After a successful run, you'll have a new directory called BASENAME.fasta.dammit. If you look inside, you'll see a lot of files. For example, for a transcriptome with basename trinity.nema, the folder trinity.nema.fasta.dammit should contain the following files after a standard (not --quick) run:

ls trinity.nema.fasta.dammit/
    annotate.doit.db                              trinity.nema.fasta.dammit.namemap.csv  trinity.nema.fasta.transdecoder.pep
    dammit.log                                    trinity.nema.fasta.dammit.stats.json   trinity.nema.fasta.x.nema.reference.prot.faa.crbl.csv
    run_trinity.nema.fasta.metazoa.busco.results  trinity.nema.fasta.transdecoder.bed    trinity.nema.fasta.x.nema.reference.prot.faa.crbl.gff3
    tmp                                           trinity.nema.fasta.transdecoder.cds    trinity.nema.fasta.x.nema.reference.prot.faa.crbl.model.csv
    trinity.nema.fasta                            trinity.nema.fasta.transdecoder_dir    trinity.nema.fasta.x.nema.reference.prot.faa.crbl.model.plot.pdf
    trinity.nema.fasta.dammit.fasta               trinity.nema.fasta.transdecoder.gff3
    trinity.nema.fasta.dammit.gff3                trinity.nema.fasta.transdecoder.mRNA

As part of elvers, we copy the two most important files, trinity.nema.fasta.dammit.fasta and trinity.nema.fasta.dammit.gff3 into the main annotation directory. trinity.nema.fasta.dammit.stats.json also gives summary stats that are quite useful.

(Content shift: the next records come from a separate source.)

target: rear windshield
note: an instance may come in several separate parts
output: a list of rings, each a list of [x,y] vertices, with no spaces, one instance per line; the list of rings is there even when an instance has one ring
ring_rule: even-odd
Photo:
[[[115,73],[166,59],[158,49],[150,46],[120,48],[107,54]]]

If the above dammit command is run again, there will be a message: **Pipeline is already completed!**

If you'd like to rerun the dammit pipeline, you'll need to use the --forceall flag, like so:

elvers examples/nema.yaml annotation --forceall

Additional Notes (non-elvers): Parsing Dammit GFF3 files

Camille wrote dammit in Python, which includes a library to parse gff3 dammit output. If you want to work with this gff3 downstream, use htis parsing library:

First, enter in a dammit environment. you can find the one elvers uses, but it might also be easier to just make a new one using the dammit environment file:

# from within the elvers directory
conda env create -n dammit --file rules/dammit/dammit-env.yaml
source activate dammit

Remember you can exit your conda environments with source deactivate

Then:

cd trinity.nema.fasta.dammit
python

Use gff3 librarys to output a list of gene IDs:

import pandas as pd
from dammit.fileio.gff3 import GFF3Parser
gff_file = "trinity.nema.fasta.dammit.gff3"
annotations = GFF3Parser(filename=gff_file).read()
names = annotations.sort_values(by=['seqid', 'score'], ascending=True).query('score < 1e-05').drop_duplicates(subset='seqid')[['seqid', 'Name']]
new_file = names.dropna(axis=0,how='all')
new_file.head()
new_file.to_csv("nema_gene_name_id.csv")
exit()

This will output a table of genes with 'seqid' and 'Name' in a .csv file: nema_gene_name_id.csv. Let's take a look at that file:

less nema_gene_name_id.csv

Notice there are multiple transcripts per gene model prediction. This .csv file can be used in tximport in downstream DE analysis.